The Rev. Jeff Eddings, associate for coaching and spiritual formation with 1001 New Worshiping Communities. (jeffeddings.com)

When the Rev. Jeff Eddings, associate for coaching and spiritual formation with 1001 New Worshiping Communities and the retreat's host, asked Raine for a word about America's current polarization, his response focused on human encounter. 

"I think one of the things is about holding things in balance, holding people who are being forced apart by algorithms and by rich people and by people making assumptions that if I believe this thing and you believe that thing, we have nothing in common," Raine said. 

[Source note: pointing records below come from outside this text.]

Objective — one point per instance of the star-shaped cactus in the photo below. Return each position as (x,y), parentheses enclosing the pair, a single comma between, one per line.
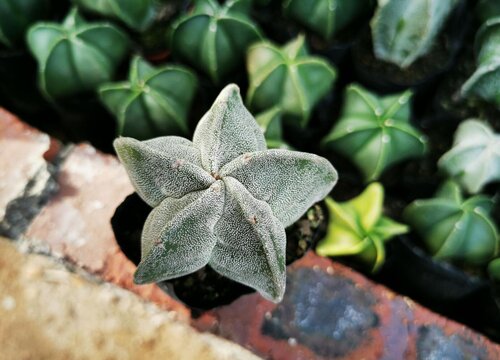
(405,30)
(144,106)
(358,227)
(75,56)
(271,124)
(483,82)
(287,77)
(137,14)
(375,132)
(326,17)
(222,199)
(214,37)
(454,228)
(474,159)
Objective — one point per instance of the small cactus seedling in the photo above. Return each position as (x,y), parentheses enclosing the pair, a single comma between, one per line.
(494,270)
(223,199)
(375,132)
(405,30)
(214,37)
(287,77)
(474,159)
(16,16)
(137,14)
(144,106)
(483,83)
(453,228)
(487,9)
(271,124)
(357,227)
(325,17)
(75,56)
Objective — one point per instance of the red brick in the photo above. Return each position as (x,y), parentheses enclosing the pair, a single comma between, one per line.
(76,222)
(400,323)
(21,156)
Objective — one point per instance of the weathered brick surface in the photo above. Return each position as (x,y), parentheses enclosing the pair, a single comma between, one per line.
(21,157)
(48,313)
(331,312)
(76,222)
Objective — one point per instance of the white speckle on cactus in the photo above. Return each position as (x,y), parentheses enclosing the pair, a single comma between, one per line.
(223,199)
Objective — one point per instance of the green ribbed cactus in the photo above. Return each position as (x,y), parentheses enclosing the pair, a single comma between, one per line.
(325,17)
(485,81)
(374,132)
(222,199)
(16,16)
(404,30)
(357,227)
(76,56)
(454,228)
(271,123)
(494,269)
(137,14)
(153,102)
(474,159)
(287,77)
(213,37)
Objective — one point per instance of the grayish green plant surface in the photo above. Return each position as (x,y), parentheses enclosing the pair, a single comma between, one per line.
(76,56)
(222,199)
(404,30)
(153,102)
(474,159)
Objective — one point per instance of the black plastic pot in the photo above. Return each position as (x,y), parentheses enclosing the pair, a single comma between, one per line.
(204,289)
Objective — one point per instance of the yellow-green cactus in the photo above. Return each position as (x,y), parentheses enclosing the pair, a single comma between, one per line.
(357,227)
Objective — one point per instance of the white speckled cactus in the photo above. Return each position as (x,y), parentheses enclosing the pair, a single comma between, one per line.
(474,159)
(223,199)
(404,30)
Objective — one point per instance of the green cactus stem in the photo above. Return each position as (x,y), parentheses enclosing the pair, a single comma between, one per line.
(213,37)
(76,56)
(474,159)
(375,132)
(405,30)
(287,77)
(153,102)
(454,228)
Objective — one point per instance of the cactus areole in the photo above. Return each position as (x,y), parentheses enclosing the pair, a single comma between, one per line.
(223,199)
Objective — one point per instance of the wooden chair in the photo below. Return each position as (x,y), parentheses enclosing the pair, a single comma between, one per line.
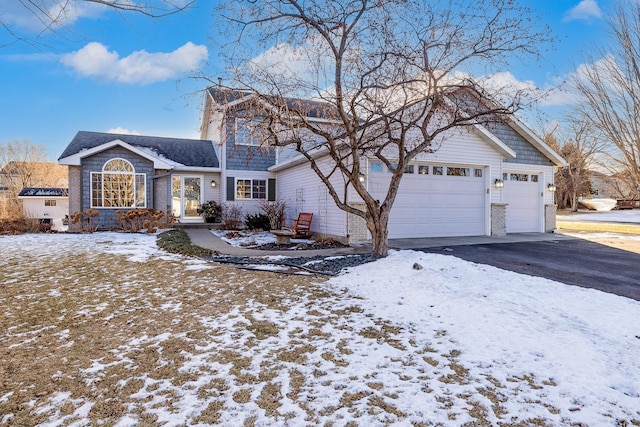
(302,226)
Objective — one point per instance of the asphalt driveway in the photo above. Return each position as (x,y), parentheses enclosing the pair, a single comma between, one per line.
(571,261)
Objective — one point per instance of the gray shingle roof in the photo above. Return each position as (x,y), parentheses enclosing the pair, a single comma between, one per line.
(44,192)
(189,152)
(309,108)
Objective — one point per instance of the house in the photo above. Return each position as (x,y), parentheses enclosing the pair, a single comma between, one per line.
(109,172)
(48,205)
(488,180)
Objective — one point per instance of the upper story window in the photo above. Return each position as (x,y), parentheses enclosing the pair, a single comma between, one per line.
(118,186)
(248,132)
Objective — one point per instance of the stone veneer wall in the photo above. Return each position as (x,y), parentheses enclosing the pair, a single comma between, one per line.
(498,219)
(107,218)
(356,226)
(549,218)
(75,195)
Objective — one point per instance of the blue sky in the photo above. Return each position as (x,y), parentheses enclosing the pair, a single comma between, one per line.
(131,73)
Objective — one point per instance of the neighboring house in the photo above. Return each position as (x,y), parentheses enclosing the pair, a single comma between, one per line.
(489,180)
(48,205)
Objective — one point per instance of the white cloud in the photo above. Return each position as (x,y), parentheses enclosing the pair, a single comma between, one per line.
(584,10)
(95,60)
(123,131)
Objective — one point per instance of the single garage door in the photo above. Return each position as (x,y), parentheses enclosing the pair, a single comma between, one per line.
(435,201)
(524,202)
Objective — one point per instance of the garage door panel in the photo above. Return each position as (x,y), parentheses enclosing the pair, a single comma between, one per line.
(524,205)
(434,206)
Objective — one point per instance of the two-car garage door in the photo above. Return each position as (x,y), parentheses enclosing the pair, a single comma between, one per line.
(435,201)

"If they can see each other and meet eye to eye, if they can see this person not as a label but as a person, then we may find that the two things that are inspiring these two different groups of people — like a hatred of cruelty... both of those things are really, really important." 

His prescription was simple but challenging: "Let's bless our enemies. Bless those who disagree with us. Bless them. Bless them. Bless them. Bless them. Ask God to bless them, and then we won't be able to hate them. The more we ask God to bless our enemies, the more we'll learn to have compassion." 

Raine mentioned that someone had recently sent him "31 ways to pray blessing over your enemies ... one for every day of the month. If you haven't managed to shift your heart by the end of the month, then God help us." Raine offered to share the 31 blessings for your enemies with participants. These one-line benedictions included daily wishes including, “may you live all your years and finish your becoming” and “may the good in you devour the evil and the emptiness in you be filled.”  

Wrestling with institution 

Several participants asked about navigating tensions with institutional church structures while embracing Celtic perspectives. The Rev. Katie Kinnison, founder of Gathering, a new worshiping community for victims of sex trafficking, wondered aloud about boundaries of acceptable theology within Presbyterian tradition. 

Raine acknowledged the tension but focused on recognizing evil without celebrating it: "There's a recognition of evil, but not a celebration of evil." He noted that Celtic spirituality includes awareness of the fall and brokenness, but "certainly isn't that we are so bad that God can't reach us." 

During the retreat's closing evening prayer, participants read together a prayer by George MacLeod, founder of the Iona Community, that captured the challenge many felt: 

"It was your custom to go to the temple, to the noisome temple, sometime to the scandalized temple, listening to the mumbo jumbo, but it was your custom to go," the scripted prayer read. "Give us grace in our changing day to stand by the temple that is the present church. ... Make it our custom to go till the new outline of your Body for our day becomes visible in our midst." 

As the retreat concluded, participants carried forward Raine's invitation to become people who bless rather than curse, who listen rather than label — embodying the wide-armed welcome of Celtic Christianity even within the tensions of institutional church life.